Scored for five strings (two violins, viola, cello, double bass), Façades opens with a totemic Glass rocking arpeggio – beautifully matched with a slow visual circumnavigation of the Royal Albert Hall’s loggia boxes from a camera placed in the arena – to which Glass belatedly adds a pair of soprano saxophones, offering a haunting keening that meanders and intertwines in a way evoking a similar mood to that of Copland’s Quiet City that was heard at this address just five nights ago, at the first Live Prom. In his programme note, available online, Paul Griffiths referenced Quiet City in relation to the opening section (Check it out) of Reich’s City Life, for which the Albert Hall’s stage was positively teeming with players, including four keyboards, two sampling not only the snatches of New Yorkers’ speech but also street noises that the composer recorded close to his apartment. Although long-associated with the composer, this was the London Sinfonietta’s first performance of City Lights at the Proms (the only other performance, in the year of its composition, was given by Ensemble Modern under Peter Eötvös, on 7 September 1995).
The novelties in the line-up were, perhaps not serendipitously, the second and penultimate pieces. Julia Wolfe’s East Broadway, composed the year after City Life, dispensed of all that work’s instrumentation opting just for a toy piano and a boom box (technically ‘audio playback’), which underpinned the tinkling keys and repeated chords with a spluttering beat. Before Clíodna Shanahan ended the piece with a sequence of clusters by using her forearms to depress all the notes at once, Wolfe’s sound world evoked in my mind a high-mettled Gamelan heard through a crackly radio.
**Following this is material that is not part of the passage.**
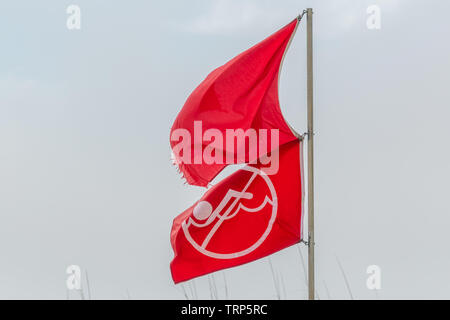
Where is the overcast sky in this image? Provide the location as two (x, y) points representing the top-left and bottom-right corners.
(1, 0), (450, 299)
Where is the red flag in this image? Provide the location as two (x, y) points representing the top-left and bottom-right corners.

Meanwhile, Anna Meredith’s Axeman turned Jonathan Davies’s bassoon (via live electronic sound manipulation) into a prolonged scream of heavy metal distortion, to which perhaps involuntarily Davies essayed some typical air guitar gesticulations. Perhaps not just for social distancing reasons, Davies had been placed at the top of the Arena Stalls, away from the stage for his three minutes of head banging and it was just as well he was not needed for City Life…
Following the inimitable quirky sounds from maverick Conlon Nancarrow in the Sixth and Ninth of his Studies for Player Piano as expertly arranged by Yvar Mikhashoff (the Sixth being remarkably mellow as a lazy and meandering oboe over halting accompaniment allows flute to join in, before clarinet and then piccolo take over), the first British representative was Tansy Davies. Her neon – first heard here at a Composer Portrait pre-concert in 2010 – is a ‘dirty funk’ septet for violin, cello, double bass, soprano saxophone, bass clarinet, percussion and keyboard, with an arhythmic accompaniment lead by the striking of three large upturned tin cans (catering size, for baked beans, perhaps).
Like the Meredith, Nancarrow and Wolfe, receiving its proms debut performance, the other work on the bill was Edmund Finis’ exquisite in situ. Taking inspiration from the mirror sculptures by John McCracken, Finis has taken pieces by early, Renaissance and Baroque composers – Pérotin, Locke, Josquin des Prez, Brumel and Rameau – and refracted each one as if distorted by a mirror, scoring them for a nonet. It is infinitely subtle and gentle on the ear, hiding its workings in sheer beauty, perhaps best displayed in the third, based on Josquin des Prez, where the silky alto flute and clarinet seem to play music that is as liquid as the most delicious of melted chocolate. This marked Finis’ debut at the Proms. More please.
Finally, it was refreshing to hear after every piece a burst of applause from those performers not playing in that piece, and to see the ensemble stand and face front at the very end, for a camera that solely represented what should have been an arena full of prommers.